At 4:15pm on July 11, 1995, Bosnia’s Srebrenica – a United Nations-protected safe zone where about 50,000 Bosniaks had sought refuge – fell to advancing Serb forces, who claimed the town for a Greater Serbia.
“Here we are … in Serb Srebrenica. On the eve of yet another Serb holiday, we give this town to the Serb people as a gift,” Bosnian Serb general Ratko Mladic said at the time in front of the TV cameras.
“Finally, after the rebellion against the dahis, the time has come to take revenge on the Turks in this region,” he said, using the term “dahis” to refer to renegade janissary officers who ruled Serbia during the Ottoman Empire.

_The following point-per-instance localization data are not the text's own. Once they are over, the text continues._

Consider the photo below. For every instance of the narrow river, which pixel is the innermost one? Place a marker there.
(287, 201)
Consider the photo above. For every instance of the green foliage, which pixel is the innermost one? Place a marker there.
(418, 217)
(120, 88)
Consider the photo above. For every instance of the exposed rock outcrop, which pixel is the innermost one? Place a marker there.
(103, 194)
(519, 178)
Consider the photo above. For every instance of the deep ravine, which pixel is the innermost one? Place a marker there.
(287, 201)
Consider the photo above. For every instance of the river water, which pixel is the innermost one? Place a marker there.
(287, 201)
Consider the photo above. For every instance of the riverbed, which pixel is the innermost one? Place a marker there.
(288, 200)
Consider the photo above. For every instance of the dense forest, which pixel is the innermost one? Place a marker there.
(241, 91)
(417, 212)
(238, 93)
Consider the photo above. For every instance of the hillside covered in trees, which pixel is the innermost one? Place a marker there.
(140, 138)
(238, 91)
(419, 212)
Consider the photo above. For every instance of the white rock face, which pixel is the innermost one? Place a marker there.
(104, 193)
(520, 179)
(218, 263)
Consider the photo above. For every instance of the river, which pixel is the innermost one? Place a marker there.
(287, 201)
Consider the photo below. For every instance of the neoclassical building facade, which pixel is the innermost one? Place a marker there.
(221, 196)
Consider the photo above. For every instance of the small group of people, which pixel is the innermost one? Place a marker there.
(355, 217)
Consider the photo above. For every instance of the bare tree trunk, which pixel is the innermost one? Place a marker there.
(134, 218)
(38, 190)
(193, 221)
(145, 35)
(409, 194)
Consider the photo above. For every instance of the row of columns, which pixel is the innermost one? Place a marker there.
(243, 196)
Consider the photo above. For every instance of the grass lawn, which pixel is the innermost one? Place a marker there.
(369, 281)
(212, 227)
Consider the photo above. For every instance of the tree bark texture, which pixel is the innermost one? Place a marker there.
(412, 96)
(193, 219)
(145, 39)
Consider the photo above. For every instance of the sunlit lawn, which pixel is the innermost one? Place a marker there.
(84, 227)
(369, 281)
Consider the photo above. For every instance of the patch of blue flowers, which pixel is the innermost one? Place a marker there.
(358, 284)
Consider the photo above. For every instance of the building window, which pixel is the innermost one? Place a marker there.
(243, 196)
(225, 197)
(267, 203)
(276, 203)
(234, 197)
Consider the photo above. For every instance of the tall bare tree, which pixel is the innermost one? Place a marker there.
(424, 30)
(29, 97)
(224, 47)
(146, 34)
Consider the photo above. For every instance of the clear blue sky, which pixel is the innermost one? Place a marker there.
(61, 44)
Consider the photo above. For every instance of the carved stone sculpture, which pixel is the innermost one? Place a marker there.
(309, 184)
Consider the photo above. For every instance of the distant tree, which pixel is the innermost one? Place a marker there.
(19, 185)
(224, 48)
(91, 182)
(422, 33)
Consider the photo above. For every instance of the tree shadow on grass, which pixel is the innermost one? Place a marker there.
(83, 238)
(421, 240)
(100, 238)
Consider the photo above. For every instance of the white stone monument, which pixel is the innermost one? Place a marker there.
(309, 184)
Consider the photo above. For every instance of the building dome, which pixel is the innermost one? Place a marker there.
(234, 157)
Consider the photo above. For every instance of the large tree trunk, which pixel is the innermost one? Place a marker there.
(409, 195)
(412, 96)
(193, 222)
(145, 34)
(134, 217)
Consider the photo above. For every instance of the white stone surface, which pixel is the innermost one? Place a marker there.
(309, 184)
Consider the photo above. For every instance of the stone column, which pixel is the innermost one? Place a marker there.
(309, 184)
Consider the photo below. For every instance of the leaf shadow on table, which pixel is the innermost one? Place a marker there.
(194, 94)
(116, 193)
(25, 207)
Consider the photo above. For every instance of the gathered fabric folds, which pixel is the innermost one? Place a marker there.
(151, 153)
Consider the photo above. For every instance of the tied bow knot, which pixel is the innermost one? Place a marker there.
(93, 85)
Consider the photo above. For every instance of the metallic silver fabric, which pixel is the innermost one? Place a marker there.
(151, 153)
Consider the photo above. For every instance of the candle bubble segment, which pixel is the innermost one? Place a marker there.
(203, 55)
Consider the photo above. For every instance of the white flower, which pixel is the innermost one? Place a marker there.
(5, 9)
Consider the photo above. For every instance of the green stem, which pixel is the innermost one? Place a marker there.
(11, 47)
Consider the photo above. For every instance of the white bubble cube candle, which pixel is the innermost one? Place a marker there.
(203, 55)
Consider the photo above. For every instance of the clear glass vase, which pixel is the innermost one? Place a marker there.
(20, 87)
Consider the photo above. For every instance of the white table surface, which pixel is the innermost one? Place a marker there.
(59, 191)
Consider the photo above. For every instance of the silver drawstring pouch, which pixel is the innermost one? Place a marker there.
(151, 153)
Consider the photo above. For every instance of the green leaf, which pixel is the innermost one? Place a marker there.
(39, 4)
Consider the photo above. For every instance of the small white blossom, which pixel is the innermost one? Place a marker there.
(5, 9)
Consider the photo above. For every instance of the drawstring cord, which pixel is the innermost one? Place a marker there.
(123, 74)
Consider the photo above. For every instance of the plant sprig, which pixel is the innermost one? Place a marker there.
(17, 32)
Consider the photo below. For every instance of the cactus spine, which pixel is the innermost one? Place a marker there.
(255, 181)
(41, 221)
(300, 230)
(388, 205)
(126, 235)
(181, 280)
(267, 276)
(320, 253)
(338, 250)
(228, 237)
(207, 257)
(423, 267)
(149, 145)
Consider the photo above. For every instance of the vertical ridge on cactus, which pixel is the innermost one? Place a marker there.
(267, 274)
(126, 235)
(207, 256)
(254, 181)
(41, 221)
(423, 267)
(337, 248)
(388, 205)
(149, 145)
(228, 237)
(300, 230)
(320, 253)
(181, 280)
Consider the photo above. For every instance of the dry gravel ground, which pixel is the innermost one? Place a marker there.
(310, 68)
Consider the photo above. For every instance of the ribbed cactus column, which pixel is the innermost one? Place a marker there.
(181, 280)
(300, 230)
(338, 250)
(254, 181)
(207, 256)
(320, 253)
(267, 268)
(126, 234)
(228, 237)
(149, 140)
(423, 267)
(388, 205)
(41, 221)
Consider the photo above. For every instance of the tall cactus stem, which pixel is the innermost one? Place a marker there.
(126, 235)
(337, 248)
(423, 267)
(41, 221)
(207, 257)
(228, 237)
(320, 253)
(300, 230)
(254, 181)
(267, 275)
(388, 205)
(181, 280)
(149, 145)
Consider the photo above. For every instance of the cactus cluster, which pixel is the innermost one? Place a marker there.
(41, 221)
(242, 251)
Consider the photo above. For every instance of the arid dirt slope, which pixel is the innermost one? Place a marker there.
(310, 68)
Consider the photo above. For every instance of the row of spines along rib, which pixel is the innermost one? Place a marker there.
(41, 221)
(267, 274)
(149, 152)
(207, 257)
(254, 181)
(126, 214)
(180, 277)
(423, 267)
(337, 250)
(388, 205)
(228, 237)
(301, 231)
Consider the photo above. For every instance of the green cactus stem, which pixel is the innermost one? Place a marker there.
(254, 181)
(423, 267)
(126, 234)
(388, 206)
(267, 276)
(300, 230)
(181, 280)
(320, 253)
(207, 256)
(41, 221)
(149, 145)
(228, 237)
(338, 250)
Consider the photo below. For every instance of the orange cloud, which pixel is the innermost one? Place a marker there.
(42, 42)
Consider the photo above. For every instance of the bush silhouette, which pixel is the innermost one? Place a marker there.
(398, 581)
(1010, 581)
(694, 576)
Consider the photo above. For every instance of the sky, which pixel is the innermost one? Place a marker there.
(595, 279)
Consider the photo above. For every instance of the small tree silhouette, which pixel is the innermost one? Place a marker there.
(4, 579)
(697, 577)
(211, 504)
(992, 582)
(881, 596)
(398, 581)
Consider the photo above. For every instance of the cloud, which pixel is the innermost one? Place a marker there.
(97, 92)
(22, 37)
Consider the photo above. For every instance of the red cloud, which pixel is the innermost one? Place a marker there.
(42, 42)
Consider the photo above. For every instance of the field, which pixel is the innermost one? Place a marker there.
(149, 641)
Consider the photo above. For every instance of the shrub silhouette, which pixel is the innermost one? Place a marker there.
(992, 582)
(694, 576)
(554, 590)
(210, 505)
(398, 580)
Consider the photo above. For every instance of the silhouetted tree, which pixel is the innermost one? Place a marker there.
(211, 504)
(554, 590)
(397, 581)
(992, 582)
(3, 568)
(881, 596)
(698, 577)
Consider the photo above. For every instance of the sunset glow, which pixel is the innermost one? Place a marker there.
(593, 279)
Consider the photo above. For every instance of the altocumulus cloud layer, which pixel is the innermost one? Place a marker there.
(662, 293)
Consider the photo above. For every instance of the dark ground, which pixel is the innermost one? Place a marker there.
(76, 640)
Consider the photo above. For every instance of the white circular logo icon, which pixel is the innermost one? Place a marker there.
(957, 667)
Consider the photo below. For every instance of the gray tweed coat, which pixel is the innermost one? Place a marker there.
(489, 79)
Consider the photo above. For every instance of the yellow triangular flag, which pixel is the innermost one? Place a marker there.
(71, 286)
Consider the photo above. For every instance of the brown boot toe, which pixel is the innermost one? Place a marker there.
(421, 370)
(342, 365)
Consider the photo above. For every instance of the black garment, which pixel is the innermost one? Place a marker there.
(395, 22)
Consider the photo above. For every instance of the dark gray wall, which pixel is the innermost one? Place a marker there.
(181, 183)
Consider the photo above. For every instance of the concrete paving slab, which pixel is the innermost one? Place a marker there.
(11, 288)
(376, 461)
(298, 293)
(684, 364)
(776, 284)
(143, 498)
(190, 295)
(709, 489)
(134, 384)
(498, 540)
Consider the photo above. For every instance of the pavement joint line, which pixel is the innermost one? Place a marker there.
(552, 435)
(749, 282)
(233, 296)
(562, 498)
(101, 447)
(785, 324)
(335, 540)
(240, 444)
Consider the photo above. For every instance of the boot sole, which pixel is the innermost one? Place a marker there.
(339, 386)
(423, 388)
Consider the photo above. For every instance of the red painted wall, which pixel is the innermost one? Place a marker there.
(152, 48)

By Turks he meant Muslims and in the ensuing days, Bosnian Serb forces along with a Serbian paramilitary unit killed more than 8,000 Bosniak men and boys in a massacre that constituted a genocide, according to the UN judges.
The Serb forces used bulldozers to throw the bodies in numerous mass graves. Their remains are still being searched for.
About 30,000 Bosniak women and children were deported in just two days. Thousands of women and girls were raped.
In 2017, the International Criminal Tribunal for former Yugoslavia (ICTY) convicted Mladic on 10 charges, including genocide and crimes against humanity.